As a country, we’ve divided into two routes to the airport. We’ve gone from casual feelings about which route to take to this:
THERE IS ONLY ONE CORRECT WAY TO THE AIRPORT. IF YOU DON’T AGREE WITH MY WAY, YOU HATE OUR COUNTRY.
I happen to know a lot of people on the Left, and none of them hate America, and to the contrary, they work tirelessly to improve living conditions through policy updates and reforms, whether on a local level at the city council, or on a national scale.
I also believe that everyone I know on the Right would be offended by the suggestion that they hate America and want to usher in the new Third Reich, as has been written by commentators on the Left. Sadly, the airport stands dormant while we argue about the best route.
Because the airport is not the destination—the airport is the provision. The airport provides the vehicle to get to the destination. And that means the airport is the contract we make with each other about how to have healthy kids and safe neighborhoods. Like it or not, the airport is the arrangement we chose as a collective people.
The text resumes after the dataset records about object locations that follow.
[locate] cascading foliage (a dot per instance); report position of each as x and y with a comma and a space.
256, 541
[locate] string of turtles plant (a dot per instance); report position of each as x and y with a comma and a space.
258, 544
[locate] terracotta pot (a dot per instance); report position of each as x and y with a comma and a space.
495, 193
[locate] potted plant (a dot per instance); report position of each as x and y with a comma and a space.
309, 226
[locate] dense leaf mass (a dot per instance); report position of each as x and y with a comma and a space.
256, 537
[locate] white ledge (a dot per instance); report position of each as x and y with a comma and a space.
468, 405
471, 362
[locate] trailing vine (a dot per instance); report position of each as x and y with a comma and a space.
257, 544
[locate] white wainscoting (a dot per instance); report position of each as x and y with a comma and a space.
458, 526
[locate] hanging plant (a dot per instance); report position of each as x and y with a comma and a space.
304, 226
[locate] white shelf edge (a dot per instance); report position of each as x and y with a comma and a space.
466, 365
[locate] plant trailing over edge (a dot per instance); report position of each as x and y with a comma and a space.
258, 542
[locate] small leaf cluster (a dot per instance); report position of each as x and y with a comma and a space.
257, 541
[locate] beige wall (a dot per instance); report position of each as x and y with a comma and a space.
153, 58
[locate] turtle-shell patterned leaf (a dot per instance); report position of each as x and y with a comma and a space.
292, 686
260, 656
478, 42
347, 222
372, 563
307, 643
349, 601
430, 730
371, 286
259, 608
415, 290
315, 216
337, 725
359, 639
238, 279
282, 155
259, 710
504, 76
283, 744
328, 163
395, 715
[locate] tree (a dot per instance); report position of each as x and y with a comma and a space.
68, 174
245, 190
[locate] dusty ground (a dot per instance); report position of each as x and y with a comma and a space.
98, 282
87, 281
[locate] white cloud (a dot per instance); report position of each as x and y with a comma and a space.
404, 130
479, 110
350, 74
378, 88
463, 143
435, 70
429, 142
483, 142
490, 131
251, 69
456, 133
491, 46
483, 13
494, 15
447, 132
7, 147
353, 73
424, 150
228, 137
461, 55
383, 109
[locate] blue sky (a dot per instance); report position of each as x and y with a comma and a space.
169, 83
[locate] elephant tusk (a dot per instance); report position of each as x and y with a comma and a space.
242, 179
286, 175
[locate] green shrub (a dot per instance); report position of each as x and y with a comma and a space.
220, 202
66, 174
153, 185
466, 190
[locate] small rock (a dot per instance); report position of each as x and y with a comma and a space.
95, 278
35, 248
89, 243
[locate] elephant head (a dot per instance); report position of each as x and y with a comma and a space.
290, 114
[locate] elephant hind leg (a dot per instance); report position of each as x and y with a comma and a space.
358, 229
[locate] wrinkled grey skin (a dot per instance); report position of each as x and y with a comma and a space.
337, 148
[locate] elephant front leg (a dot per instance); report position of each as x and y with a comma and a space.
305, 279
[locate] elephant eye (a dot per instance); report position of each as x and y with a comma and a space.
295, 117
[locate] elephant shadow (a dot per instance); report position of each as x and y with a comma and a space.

The airport is the government.
As a nation, we chose a long time ago, and based on previous experiences, not to have one family rule over us, or even one ideology, or religion. Instead, we chose to have a democracy, where the people come together, define what’s important, and cooperate on building those airplanes to get people to those destinations.
A democracy requires cooperation. Cooperation requires giving some money to things that are completely irrelevant in your subculture, but might greatly help another subculture of our country.
I’m defending your route to the airport because you have the freedom to choose how you get there. Having said that, let’s stop losing our minds over the path. We just need to get there. When we get there, the airport does not belong exclusively to our group, our family or our political tribe. Democracy means we chose something bigger and better. There’s no backing out of this. We must move forward and choose us. All of us.
I’m guessing none of you needed that lecture—ha ha! But maybe you know someone who does.